Training a language model from scratch with tensorflow (not pytorch)?

Hello there,

I am interested in training a language model from scratch. Not fine tuning the usual distilbert ---- running the whole thing on my GPU instead :sunglasses:!

I found this interesting notebook How to train a new language model from scratch using Transformers and Tokenizers and I would be interested to know if there is one that uses tensorflow instead. I cannot have pytorch on my machine unfortunately.

Is there a huggingface example notebook that would help me do that?

Thanks!

Hi there!

This might be what you’re after: transformers/examples/tensorflow/language-modeling at master · huggingface/transformers · GitHub

You’d use the run_clm script for a GPT-2 like model, and the run_mlm script for a BERT-like model.

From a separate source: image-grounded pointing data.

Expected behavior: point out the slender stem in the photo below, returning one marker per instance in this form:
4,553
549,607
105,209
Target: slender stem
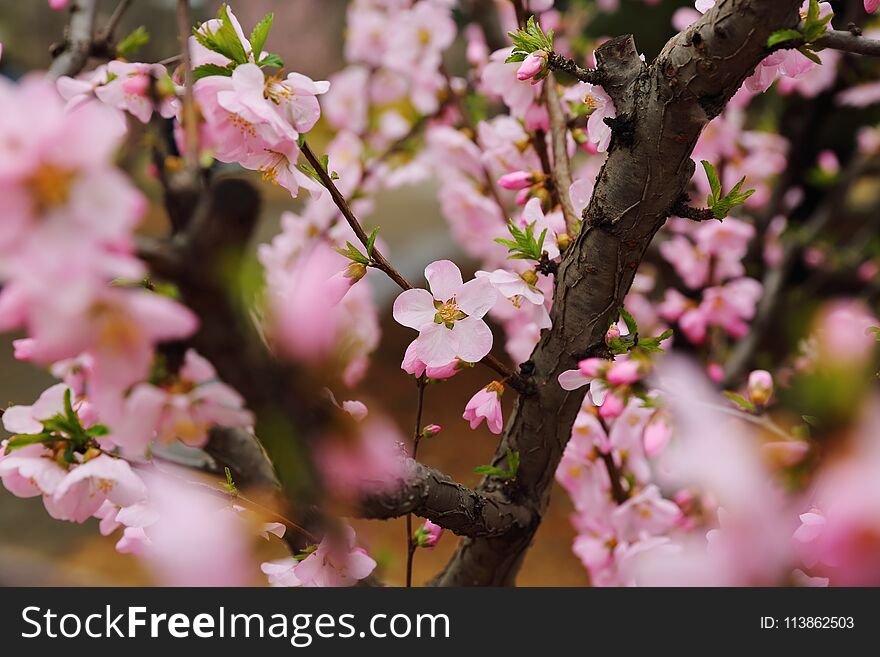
617,491
417,436
190,118
561,171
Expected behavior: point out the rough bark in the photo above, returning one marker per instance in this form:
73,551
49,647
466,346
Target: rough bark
662,109
432,495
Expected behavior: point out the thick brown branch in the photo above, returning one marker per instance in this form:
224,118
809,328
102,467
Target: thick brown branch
78,40
849,42
661,112
430,494
559,63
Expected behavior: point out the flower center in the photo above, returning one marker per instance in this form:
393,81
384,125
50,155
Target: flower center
50,186
448,313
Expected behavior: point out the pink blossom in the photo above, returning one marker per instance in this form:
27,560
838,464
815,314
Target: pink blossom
612,406
86,487
428,535
336,562
281,572
129,88
449,317
624,372
532,65
517,180
30,471
603,108
192,537
760,387
486,405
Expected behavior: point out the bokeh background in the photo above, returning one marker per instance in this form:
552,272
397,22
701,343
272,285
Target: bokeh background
308,34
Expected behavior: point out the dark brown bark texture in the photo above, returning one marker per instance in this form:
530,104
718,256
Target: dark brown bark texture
661,110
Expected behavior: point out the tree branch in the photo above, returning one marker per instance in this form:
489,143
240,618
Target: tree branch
78,40
516,381
561,171
850,42
661,112
430,494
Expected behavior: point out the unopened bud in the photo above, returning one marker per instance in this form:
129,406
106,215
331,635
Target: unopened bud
431,430
760,387
530,277
355,271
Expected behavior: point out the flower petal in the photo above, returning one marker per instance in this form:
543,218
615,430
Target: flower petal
414,308
474,339
476,297
437,345
444,278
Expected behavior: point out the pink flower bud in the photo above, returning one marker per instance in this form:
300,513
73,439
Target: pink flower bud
624,372
612,407
592,367
431,430
516,180
760,387
612,334
532,65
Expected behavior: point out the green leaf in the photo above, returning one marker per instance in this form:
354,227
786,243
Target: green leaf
207,70
229,485
741,401
25,439
781,36
506,474
136,40
714,182
371,242
630,321
260,33
523,246
529,39
225,40
271,60
353,253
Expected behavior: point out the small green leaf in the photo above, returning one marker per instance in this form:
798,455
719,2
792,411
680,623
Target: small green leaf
271,60
372,241
229,485
630,321
136,40
781,36
25,439
714,181
260,33
207,70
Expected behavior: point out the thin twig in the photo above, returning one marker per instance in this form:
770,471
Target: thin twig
78,40
411,544
190,117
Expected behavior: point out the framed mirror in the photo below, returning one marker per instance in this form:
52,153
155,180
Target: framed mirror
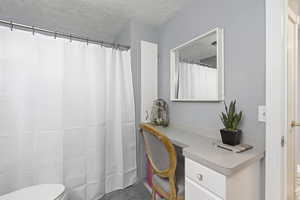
197,68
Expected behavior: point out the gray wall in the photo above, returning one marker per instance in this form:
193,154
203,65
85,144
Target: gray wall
243,22
132,35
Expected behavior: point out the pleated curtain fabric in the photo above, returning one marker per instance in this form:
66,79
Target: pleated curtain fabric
66,115
197,82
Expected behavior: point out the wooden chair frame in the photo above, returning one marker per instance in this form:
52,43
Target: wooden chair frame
167,173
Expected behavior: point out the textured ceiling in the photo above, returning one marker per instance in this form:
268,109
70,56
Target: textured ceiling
98,19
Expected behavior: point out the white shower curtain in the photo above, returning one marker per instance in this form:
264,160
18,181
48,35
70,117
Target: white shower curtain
197,81
66,115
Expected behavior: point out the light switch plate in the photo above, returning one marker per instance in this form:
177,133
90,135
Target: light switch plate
262,113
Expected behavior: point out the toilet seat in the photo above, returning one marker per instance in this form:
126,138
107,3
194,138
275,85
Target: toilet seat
37,192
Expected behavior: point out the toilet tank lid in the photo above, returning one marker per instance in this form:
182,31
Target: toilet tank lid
36,192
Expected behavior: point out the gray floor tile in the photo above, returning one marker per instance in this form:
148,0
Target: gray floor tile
135,192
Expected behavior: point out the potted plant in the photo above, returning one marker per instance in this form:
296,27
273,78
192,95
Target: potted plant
231,119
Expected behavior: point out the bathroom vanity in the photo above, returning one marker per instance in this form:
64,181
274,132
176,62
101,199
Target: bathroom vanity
212,173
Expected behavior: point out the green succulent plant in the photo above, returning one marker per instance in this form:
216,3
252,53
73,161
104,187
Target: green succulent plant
231,119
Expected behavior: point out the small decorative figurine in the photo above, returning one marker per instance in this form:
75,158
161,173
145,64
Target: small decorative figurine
160,113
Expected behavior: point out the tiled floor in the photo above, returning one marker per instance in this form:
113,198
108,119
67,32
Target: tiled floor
135,192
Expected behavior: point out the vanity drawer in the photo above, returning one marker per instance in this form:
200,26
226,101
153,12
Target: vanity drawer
206,177
193,191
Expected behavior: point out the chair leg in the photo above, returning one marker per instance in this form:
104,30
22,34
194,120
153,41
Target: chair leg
153,194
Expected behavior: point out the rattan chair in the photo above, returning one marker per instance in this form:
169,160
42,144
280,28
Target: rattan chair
168,178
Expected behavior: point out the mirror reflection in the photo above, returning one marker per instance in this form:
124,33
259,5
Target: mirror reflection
197,70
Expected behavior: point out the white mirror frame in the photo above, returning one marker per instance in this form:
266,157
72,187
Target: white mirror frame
220,66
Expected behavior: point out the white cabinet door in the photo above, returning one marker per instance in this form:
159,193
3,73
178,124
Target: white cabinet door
193,191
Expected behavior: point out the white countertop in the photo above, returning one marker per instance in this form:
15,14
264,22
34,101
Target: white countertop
204,151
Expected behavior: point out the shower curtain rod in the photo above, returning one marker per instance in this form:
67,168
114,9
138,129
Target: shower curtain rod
56,34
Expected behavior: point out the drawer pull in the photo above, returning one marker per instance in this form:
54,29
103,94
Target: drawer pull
200,177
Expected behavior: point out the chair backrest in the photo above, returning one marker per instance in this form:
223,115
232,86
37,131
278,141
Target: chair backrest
160,151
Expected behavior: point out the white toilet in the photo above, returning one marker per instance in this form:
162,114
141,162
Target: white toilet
38,192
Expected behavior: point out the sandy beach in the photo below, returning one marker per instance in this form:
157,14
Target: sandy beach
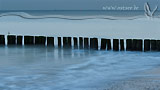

EDIT: If you’re able to use docker on your machine, you could also use a huggingface image to run that notebook you linked to.

1 Like

thanks @cakiki aka aznavour :smiley:

but these notebooks are much, much more complex than the code on the notebook I liked (or the blog post). Looking for something more streamlined…

1 Like

@cakiki conceptually, I wonder if training my own language model and then fine-tune it for text-classification will work better than fine-tuning the same old distilbert model that everybody is using. The corpus I am working on is highly specialized (say, medicine for instance) so a dedicated language model makes sense.

What do you think?

1 Like

I think it would depend on how much (and how different) specialized data you have (perhaps compare that to the size of the dataset the model was initially pretrained on). If it’s a considerable amount, it might make sense to continue pre-training from the checkpoint of the model you’re interested in.